In all of these studies, using rHGH related to increases in thymus size and CD4+ T cell counts. Taken together these studies are promising, but they are not studies of effectiveness. Many questions remain unanswered about using rHGH to treat immune suppression in HIV disease. It does seem that there may be little benefit in respect of the immune system when CD4+ level is still at a reasonable level, but when it goes below an acceptable reference range then rHGH therapy may be worth considering. Obviously a high percentage of newly diagnosed patients are already in more advanced stages of the disease as they only present to their doctor when they have symptoms, so these may already have reduced CD4+.

Acute Infections
HIV patients are often more prone to acute infections which may take longer to clear up than in non-HIV individuals. Sometimes these can be associated with poor appetite and weight loss. rHGH therapy may curb rapid weight loss often associated with acute infections in HIV positive people and may also reduce length of infection. Far more research is needed here though.

Fasting lipid profile
HIV patients have been shown to have elevated serum lipids, and dyslipidaemia, i.e. high LDL (bad) cholesterol and low HDL (good) cholesterol with raised total cholesterol and triglycerides. This is associated with anti-HIV drug treatment especially later on in infection. This does increase risk of cardiovascular diseases, and rHGH treatment may improve lipid profiles.

Bone Building
HIV patients may have loss of bone density associated with wasting. Both treatment with rHGH and growth hormone releasing factor (GHRF) have indicated improved bone mass in HIV patients.

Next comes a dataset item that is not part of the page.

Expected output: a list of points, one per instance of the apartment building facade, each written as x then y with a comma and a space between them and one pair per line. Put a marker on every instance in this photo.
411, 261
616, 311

Side effects of rHGH treatment
Although we have focused on the promising benefits for rHGH treatment in HIV infection, consideration of possible side effects is important in ensuring an informed decision can be made. Side effects of rHGH therapy include possible joint pain (arthralgia), abnormal growth of the body's extremities and impaired glucose intolerance, increasing the risk of type 2 diabetes.

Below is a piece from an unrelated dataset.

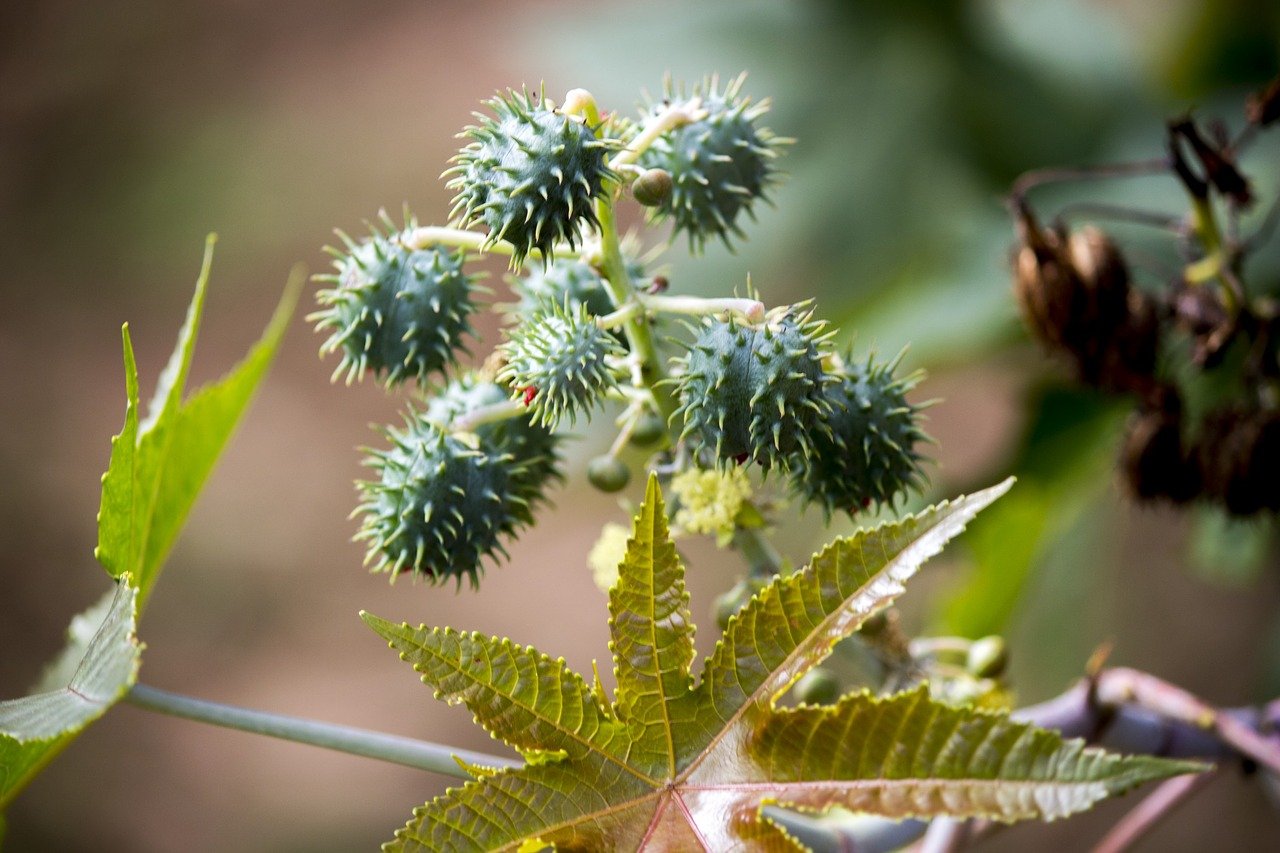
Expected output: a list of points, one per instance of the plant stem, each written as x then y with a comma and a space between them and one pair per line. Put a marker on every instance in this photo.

Caution is also advised against using over-the-counter or faddy internet products that claim to contain human growth hormone. Some of them claim to contain plant-derived growth hormone, others claim to contain cow or goat growth hormone, and still others claim to contain substances that increase the body's production of GH. There is no evidence that any of these products contain either a relevant product or a dose needed to induce the types of effects seen in studies. Over-the-counter and internet sales of these 'growth hormone' products are a major source of health fraud.

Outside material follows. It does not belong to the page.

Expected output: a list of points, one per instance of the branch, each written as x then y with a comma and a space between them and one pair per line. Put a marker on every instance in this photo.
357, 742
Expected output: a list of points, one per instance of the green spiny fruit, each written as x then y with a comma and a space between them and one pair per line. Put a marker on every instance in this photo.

Certainly rHGH has shown benefits in treating wasting syndrome in advanced stages of HIV disease or AIDS, and its approval as a treatment for body lipodystrophy is encouraging. However, it's important that larger studies confirm these early findings. They can tell us whether or not increases in thymus size and CD4+ cell numbers, associated with rHGH use, ultimately benefit people living with HIV and result in better quality of life and longer life. Treatment with GH in HIV is encouraging and exciting, but far more research is still required.